Tuesday, February 3, 2026

Q&A with Sarah Bruni

  


 

 

Sarah Bruni is the author of the new novel Mass Mothering. She also has written the novel The Night Gwen Stacy Died. She lives in Chicago. 

 

Q: What inspired you to write Mass Mothering, and how did you create your character A.?

 

A: When I started this novel, I was thinking a lot about storytelling permeated by different kinds of loss or absence, as well as my own discomfort with my country’s legacy of intervention abroad.

 

I wanted to write a novel that juxtaposed a single character’s private pain with a kind of collective pain in a faraway place, and then move between those two fictional worlds. When I realized that the novel would include the voices of a community of women reeling from political violence, I knew the narrator would need to occupy a space much closer to my own experience.

 

While A.’s story is not biographical, I did work many odd jobs in big cities during a health scare, and I could identify with her sense of transience while living in a kind of perpetual present. 

 

Q: The Library Journal review of the book calls it a “timely yet timeless tale about the power of community and the importance of mothers in the face of grief and systematic oppression...” What do you think of that description?

 

A: I particularly appreciate that the reviewer landed on the idea of the story being “timeless.” It was important to me that the narrative take place without a clearly defined historical moment or setting. I wanted the reader to resist assuming the types of places where certain kinds of tragedies occur, so that the story could potentially unfold anywhere.

 

Of course, we know that forced displacement, disappearance, and separation of families happen in many places, including within our own borders right now. In Chicago this year, we have been witnessing acts of courage by community members—mothers among them—in the face of brutal policies designed to terrorize our immigrant neighbors.

 

I didn’t realize when I started the book about a decade ago that some of these details would hit quite so close to home. 

 

Q: Did you know how the novel would end before you started writing it, or did you make many changes along the way?

 

A: I didn’t know how the novel would end, or really what shape it would take at all.
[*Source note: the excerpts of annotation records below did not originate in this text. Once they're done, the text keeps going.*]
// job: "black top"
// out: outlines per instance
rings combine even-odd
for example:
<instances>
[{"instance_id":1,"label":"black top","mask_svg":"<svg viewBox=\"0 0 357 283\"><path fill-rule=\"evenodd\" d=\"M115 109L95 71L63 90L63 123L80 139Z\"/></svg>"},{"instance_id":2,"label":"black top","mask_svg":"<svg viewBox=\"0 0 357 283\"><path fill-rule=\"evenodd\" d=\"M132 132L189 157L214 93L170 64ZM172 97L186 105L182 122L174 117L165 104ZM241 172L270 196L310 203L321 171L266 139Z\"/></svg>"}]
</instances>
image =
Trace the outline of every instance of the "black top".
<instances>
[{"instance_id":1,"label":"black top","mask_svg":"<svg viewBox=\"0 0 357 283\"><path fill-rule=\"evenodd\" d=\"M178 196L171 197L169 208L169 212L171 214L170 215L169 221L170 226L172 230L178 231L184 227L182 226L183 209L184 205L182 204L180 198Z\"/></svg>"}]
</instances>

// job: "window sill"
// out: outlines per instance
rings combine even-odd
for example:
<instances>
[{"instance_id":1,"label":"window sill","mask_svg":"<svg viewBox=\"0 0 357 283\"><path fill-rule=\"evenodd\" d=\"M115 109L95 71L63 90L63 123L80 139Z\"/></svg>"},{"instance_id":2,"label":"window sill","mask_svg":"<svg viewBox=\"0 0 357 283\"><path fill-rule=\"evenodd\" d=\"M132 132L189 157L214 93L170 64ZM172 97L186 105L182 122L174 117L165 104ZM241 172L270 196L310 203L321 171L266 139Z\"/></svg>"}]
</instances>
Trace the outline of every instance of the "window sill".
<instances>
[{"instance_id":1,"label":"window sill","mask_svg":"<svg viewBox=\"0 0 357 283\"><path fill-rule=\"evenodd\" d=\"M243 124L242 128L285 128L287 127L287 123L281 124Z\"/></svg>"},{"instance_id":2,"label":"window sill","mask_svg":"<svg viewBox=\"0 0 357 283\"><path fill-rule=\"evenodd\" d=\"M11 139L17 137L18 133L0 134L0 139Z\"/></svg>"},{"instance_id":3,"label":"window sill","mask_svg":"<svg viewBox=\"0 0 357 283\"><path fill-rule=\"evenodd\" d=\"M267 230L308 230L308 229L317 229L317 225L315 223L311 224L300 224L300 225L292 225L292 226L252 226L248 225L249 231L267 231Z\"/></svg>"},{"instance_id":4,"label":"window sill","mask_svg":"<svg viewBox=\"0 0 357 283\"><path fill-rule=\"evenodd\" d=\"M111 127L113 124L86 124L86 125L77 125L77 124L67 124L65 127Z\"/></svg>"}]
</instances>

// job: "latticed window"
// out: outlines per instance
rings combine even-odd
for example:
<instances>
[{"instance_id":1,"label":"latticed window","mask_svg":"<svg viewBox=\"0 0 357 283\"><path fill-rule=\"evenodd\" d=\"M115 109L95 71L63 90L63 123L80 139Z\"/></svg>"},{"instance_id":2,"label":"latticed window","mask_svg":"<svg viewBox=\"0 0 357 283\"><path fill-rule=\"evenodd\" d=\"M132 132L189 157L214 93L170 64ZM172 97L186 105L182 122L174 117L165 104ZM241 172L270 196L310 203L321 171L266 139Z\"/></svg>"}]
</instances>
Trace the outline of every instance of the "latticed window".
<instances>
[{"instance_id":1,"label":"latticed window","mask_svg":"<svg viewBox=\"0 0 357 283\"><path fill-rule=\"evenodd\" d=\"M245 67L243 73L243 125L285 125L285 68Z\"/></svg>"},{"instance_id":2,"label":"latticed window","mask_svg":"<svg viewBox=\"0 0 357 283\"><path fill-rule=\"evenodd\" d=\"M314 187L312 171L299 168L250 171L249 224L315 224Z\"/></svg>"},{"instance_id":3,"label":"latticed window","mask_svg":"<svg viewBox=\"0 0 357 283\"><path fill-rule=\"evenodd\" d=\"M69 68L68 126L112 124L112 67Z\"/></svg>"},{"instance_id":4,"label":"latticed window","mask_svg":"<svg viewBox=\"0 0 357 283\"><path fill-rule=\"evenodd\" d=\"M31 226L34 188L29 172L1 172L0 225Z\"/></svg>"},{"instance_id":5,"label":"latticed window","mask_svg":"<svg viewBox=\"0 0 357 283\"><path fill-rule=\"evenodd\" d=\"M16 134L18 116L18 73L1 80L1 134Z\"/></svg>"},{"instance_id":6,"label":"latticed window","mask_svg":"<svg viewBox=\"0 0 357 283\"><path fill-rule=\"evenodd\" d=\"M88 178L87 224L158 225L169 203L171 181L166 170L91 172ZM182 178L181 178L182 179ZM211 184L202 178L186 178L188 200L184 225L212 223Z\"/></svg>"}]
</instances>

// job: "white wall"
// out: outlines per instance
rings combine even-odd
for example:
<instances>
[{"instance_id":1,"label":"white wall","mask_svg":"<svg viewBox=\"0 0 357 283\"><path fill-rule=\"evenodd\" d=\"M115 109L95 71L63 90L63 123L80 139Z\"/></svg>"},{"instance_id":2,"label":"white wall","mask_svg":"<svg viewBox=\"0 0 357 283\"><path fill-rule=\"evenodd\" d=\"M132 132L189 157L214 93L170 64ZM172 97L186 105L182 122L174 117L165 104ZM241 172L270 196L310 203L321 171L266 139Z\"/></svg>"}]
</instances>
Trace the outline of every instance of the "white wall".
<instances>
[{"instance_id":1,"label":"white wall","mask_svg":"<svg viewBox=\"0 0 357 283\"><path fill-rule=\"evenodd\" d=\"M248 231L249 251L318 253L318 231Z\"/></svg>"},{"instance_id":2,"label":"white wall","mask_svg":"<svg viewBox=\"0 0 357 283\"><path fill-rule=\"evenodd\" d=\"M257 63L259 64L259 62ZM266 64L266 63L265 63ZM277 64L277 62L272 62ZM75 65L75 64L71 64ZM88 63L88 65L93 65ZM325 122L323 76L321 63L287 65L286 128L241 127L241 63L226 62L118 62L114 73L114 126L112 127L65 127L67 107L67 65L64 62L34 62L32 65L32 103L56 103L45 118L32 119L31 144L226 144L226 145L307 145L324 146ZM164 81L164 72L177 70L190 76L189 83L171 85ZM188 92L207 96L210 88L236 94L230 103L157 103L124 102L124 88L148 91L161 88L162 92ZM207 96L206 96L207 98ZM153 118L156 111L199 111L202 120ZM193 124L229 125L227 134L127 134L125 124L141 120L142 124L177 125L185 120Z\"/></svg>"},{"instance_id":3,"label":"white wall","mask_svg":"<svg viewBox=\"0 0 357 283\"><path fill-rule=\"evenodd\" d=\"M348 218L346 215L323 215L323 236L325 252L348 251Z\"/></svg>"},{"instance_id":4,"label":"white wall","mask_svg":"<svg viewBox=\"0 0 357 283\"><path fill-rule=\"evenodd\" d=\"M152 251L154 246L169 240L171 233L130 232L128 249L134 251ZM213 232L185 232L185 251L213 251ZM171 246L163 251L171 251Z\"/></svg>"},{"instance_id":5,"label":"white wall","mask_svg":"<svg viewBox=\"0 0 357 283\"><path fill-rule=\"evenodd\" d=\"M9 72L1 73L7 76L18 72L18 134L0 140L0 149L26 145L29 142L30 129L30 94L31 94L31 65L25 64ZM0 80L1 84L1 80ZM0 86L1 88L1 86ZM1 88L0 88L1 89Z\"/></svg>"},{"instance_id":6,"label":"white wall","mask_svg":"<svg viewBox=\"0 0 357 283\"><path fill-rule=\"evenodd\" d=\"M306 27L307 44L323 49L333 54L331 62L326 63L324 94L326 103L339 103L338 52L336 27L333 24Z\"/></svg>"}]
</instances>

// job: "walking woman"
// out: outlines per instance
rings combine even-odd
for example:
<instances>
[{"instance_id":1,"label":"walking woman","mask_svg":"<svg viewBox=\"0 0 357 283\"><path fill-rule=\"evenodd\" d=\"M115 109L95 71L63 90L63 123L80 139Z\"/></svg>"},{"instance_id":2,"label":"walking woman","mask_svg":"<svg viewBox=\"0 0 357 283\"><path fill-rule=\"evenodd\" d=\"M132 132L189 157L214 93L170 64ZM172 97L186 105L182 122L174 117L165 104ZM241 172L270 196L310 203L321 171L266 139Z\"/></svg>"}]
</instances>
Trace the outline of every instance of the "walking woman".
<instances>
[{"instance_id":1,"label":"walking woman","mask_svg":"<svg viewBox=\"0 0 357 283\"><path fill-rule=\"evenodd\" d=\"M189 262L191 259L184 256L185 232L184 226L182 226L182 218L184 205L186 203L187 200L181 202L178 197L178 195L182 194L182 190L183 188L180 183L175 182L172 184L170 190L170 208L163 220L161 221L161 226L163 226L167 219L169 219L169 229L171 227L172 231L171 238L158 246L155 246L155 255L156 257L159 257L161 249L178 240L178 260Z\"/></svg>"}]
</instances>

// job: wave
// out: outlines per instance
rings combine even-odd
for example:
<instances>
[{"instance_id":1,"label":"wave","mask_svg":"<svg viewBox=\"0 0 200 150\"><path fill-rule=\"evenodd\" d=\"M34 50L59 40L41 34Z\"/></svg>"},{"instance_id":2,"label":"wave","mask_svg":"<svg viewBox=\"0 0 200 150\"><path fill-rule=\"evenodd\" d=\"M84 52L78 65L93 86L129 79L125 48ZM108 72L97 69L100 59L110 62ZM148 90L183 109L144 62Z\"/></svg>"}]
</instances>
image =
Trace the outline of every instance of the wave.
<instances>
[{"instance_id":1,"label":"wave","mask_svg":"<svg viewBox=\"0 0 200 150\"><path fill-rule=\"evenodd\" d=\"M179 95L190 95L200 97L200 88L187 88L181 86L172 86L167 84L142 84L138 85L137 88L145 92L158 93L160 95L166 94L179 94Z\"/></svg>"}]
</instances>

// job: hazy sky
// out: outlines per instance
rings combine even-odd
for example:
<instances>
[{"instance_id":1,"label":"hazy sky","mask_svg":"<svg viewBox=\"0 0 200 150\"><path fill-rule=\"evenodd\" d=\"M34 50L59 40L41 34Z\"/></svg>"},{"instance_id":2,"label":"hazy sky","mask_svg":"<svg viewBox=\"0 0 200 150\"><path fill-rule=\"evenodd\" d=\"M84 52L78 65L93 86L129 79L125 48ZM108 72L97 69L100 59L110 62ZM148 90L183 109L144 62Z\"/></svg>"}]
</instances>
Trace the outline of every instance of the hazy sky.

I never know much about the narrative arc at all when I get started writing something new.

 

For me, the process of writing a novel is about creating the conditions for moments of tension, but I largely feel like I’m following the characters' lead, rather than imposing an idea that came to me ahead of the process.

 

I do remember that I had imagined that the character A. would eventually find her way to the place where Field Notes was written, but each of the discoveries she makes while there were surprises to me.

 

Q: How was the book’s title chosen, and what does it signify for you?

 

A: For a long time, I thought that the title of the novel would need to reference the process of ambiguous grief, which I saw as one of the central threads connecting the experiences of A. and the mothers.

 

Thankfully, early readers directed me away from that notion, and I realized that shifting the focus so that the title lands on the act of caretaking, independent of the receipt of the care, was more appropriate. Because the idea of mothering is not predicated on motherhood, a person without children or a person who is separated from a child can participate in the act.

 

I also love the idea of mothering occurring at large, as if it were some kind of natural phenomenon, while at the same time, in this particular case, reflecting the conscious choice to care for one another. 

 

Q: What are you working on now?

 

A: Nothing that I could coherently describe at this point. A lot of fragments above all.

 

I spent the five years around the pandemic teaching in a high school, and the emergencies implied by that environment during that period feel like they have stayed with my body and brain years later, in a way that still makes me curious to write through them.

 

Q: Anything else we should know?

 

A: The journey of writing this book began for me when I started reading more widely outside of the canon of literature I had grown up with in the US. It truly changed what I could imagine was possible from a narrative, and it was such a gift to learn to read in a different way.

 

I also spent time in Uruguay and Colombia during graduate school as I got started writing this book, and while neither of those countries is the setting of the novel, the histories and narratives I encountered in both places deeply informed the story at its heart.